From that day forth I have aimed at nothing but to
know the Truth, and to act upon it freely; for, as
Tennyson says,
’To live by law
Acting the law we live by without fear,
And because right is right to follow right,
Were wisdom in the scorn of consequence.’”
She broke off suddenly, and looking
up, let her eye rest for a second on the dark thread
of clambering pines that crest the down just above
Brockham. “This is dreadfully egotistical,”

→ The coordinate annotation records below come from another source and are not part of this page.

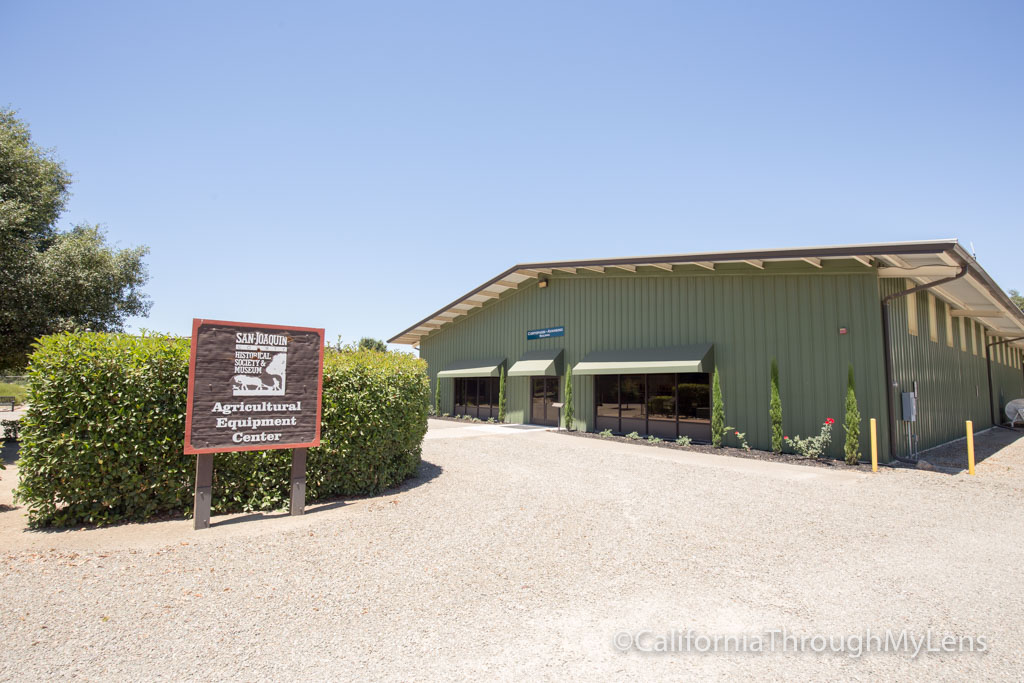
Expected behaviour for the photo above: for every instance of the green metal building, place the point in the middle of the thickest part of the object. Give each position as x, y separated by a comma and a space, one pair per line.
932, 339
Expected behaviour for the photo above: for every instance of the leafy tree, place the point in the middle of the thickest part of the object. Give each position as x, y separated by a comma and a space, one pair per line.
775, 411
502, 401
1017, 298
852, 422
370, 344
568, 410
53, 281
717, 412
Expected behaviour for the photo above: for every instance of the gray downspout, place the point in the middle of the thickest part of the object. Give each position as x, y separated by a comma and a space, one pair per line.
988, 363
887, 349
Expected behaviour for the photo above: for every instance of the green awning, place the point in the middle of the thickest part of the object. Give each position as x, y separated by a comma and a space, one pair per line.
692, 358
532, 364
473, 369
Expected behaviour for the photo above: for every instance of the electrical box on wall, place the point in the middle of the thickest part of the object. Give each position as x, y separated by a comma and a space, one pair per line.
909, 407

she cried, with a sharp little start. “I
ought to apologize for talking so much to you about
my own feelings.”
Alan gazed at her and smiled.
“Why apologize,” he asked, “for
managing to be interesting? You, are not egotistical
at all. What you are telling me is history, the
history of a soul, which is always the one thing on
earth worth hearing. I take it as a compliment
that you should hold me worthy to hear it. It
is a proof of confidence. Besides,” he
went on, after a second’s pause, “I am
a man; you are a woman. Under those circumstances,
what would otherwise be egotism becomes common and
mutual. When two people sympathize with one
another, all they can say about themselves loses its
personal tinge and merges into pure human and abstract
interest.”
Herminia brought back her eyes from
infinity to his face. “That’s true,”
she said frankly. “The magic link of sex
that severs and unites us makes all the difference.
And, indeed, I confess I wouldn’t so have spoken
of my inmost feelings to another woman.”